Sollten sich die Berichte des US-Botschafters in Peru an seine Regierung bestätigen, die über die Enthüllungsplattform Wikileaks von der spanischen Tageszeitung El País veröffentlicht wurden, steht dem peruanischen Militär ein gigantischer Skandal um Drogenschmuggel und Korruption ins Haus. Botschafter Michael McKinley, der sich auf Mitglieder der Armee selbst, sowie auf mehrere Experten aus dem Bereich Drogenschmuggel bezieht, berichtet in einer Nachricht vom 12. März 2009, einige militärische Führungskräfte aus der Montesinos-Zeit würden bis heute am Drogenhandel mit verdienen, eine Schmugglerroute würde gar von ihnen selbst organisiert. Vladimiro Montesinos, für die Bekämpfung bestimmter, zugunsten der Förderung anderer Drogenschmuggler bekannt, war Berater des peruanischen Ex-Diktators Alberto Fujimori.

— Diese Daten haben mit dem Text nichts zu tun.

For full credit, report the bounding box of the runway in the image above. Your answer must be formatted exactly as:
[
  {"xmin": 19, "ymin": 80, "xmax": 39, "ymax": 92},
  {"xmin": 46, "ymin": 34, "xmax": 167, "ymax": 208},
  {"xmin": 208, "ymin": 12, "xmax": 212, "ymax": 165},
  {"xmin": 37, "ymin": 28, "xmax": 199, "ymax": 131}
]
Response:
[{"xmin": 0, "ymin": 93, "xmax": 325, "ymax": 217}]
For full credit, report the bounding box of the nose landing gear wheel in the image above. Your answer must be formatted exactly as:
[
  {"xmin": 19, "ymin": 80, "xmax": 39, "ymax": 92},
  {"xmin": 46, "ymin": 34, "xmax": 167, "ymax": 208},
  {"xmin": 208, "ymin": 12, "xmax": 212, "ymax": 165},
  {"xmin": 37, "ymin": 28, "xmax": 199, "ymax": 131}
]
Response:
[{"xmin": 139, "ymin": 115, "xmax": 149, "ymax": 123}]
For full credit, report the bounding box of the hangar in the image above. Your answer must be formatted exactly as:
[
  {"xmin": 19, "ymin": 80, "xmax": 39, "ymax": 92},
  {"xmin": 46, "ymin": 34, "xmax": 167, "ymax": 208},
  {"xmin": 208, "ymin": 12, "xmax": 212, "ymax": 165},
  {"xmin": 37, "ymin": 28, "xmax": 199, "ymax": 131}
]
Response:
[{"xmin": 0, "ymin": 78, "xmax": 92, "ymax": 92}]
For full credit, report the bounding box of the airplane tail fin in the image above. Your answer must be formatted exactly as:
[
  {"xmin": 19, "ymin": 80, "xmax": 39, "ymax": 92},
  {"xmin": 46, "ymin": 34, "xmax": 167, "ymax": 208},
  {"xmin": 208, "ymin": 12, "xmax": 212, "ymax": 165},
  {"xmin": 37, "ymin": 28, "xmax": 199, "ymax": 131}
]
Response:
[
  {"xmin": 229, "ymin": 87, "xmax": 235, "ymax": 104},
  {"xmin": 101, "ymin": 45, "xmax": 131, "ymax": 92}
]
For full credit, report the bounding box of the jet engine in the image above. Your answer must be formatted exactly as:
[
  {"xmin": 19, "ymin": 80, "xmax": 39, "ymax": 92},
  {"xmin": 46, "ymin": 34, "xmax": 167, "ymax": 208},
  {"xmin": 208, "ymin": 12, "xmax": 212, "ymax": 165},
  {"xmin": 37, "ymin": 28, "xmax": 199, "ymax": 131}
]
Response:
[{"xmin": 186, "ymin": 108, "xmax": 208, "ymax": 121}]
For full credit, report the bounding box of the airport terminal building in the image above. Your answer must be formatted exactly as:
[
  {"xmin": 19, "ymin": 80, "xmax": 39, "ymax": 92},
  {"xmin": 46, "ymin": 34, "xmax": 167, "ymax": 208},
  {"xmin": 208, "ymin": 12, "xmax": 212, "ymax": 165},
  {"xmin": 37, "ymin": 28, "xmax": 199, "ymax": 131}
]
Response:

Ausdrücklich genannt wird der ehemalige Armee-Chef Edwin Donayre, der offiziell wegen chilefeindlicher Äusserungen zurücktreten musste. So wird von einem Militärangehörigen berichtet, der dem Botschafter von einem Zusammentreffen Donayres mit dem damaligen Vorsitzenden der Fischervereinigung Piura, Roland Velasco, erzählte, in dem es offiziell um Themen der Fischerei ging, obwohl bereits zuvor alle entsprechenden Treffen und Verträge abgeschlossen und unterzeichnet gewesen sein sollen. Nach Angaben des Informanten ging es vielmehr darum, den Schmuggel von unter Fischen versteckten Drogenladungen zu koordinieren. Velasco wurde 2007 festgenommen, als er versuchte, unter einer Ladung gefrorenen Fisches 840 Kilogramm Kokain zu schmuggeln. Auch an anderer Stelle kommt Donayre schlecht weg: So wird in McKinleys Schreiben gemutmaßt, er sei in die Veruntreuung großer Mengen Treibstoff verwickelt, ebenso wie sein Vorgänger César Reynoso, der aus diesem Grund zurücktreten musste.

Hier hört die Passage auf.